Llamativa y sorprendente, en ella nos hemos visto inmersos. La calima cambia el mundo, lo oculta y apaga, difumina perfiles y distancias y me complace, aunque sea molesta. Con ella se nos acerca el Sáhara, se nos mete en casa en forma de micropartículas ocres, más cercanas al rojo de la teja que al arrebol de la granada.
La tierra vuela, cambia de continente: polvo, arena, barro, ceniza... Todos estos ingredientes he encontrado al buscar la composición de la calima. Yo diría, a juzgar por el depósito que permanece sobre las superficies de Granada -terrazas, automóviles, barandillas, plantas- que esta que nos ha invadido tenía más barro que arena, quizá por este motivo resulta tan pegajosa.
Probablemente cedo a la sugestión, porque al mirar el atardecer del día anterior -la víspera del prodigio- creo adivinar un sol velado, temeroso de lo que se avecina.
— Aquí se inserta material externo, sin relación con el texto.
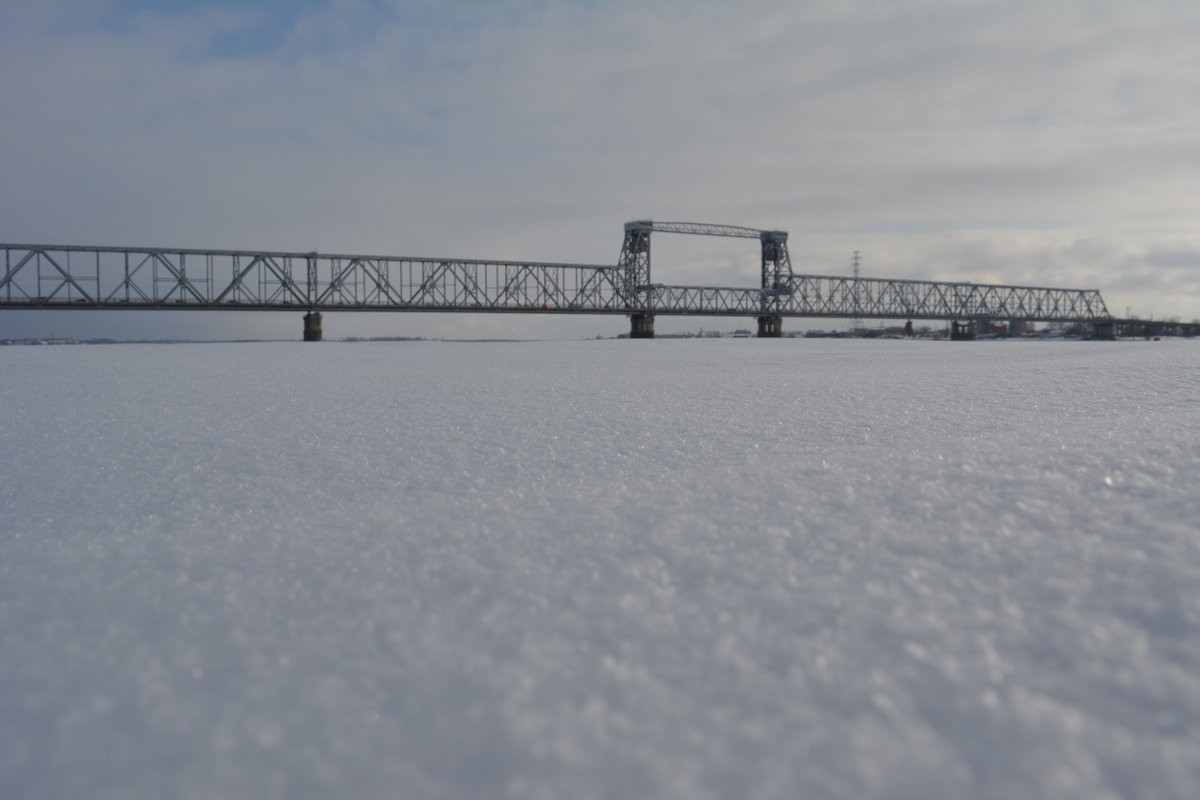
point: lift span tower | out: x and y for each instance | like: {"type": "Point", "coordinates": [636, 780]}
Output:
{"type": "Point", "coordinates": [71, 276]}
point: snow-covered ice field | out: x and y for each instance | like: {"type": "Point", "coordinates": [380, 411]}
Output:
{"type": "Point", "coordinates": [670, 569]}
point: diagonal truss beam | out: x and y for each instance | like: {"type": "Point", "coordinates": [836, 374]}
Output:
{"type": "Point", "coordinates": [131, 277]}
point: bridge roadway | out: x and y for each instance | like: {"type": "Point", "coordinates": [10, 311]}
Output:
{"type": "Point", "coordinates": [65, 276]}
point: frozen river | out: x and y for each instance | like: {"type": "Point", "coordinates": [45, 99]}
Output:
{"type": "Point", "coordinates": [677, 569]}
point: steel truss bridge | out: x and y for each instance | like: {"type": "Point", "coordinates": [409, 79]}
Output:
{"type": "Point", "coordinates": [64, 276]}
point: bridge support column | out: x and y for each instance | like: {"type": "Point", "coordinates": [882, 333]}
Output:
{"type": "Point", "coordinates": [312, 331]}
{"type": "Point", "coordinates": [771, 328]}
{"type": "Point", "coordinates": [641, 326]}
{"type": "Point", "coordinates": [961, 331]}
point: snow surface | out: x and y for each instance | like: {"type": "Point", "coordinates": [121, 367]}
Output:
{"type": "Point", "coordinates": [677, 569]}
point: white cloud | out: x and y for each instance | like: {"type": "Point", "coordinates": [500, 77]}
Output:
{"type": "Point", "coordinates": [943, 139]}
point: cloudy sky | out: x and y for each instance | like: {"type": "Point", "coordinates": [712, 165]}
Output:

Me sentí extraña, ante unas glicinias incoloras y unas vistas invisibles.
Irreal se volvió nuestro entorno, de una irrealidad contagiosa, porque sin duda todo lo que acontece en la naturaleza exterior se contagia a nuestra interior naturaleza.
Hasta el agua de las fuentes parecía turbia y este león, junto a Las Titas, sobrecogido.
Desde casa, el cielo se volvió de color ladrillo y creí oír aquel trabalenguas de "El cielo está enladrillado", que probablemente ya nadie recita.
Nunca había visto a este amigo de la Fuente de las Granadas tan demudado y desteñido.
Ni al enemigo tan borroso.
Ya conozco la niebla africana, ha sido una experiencia fascinante, pero no necesito más: que una buena lluvia se la lleve.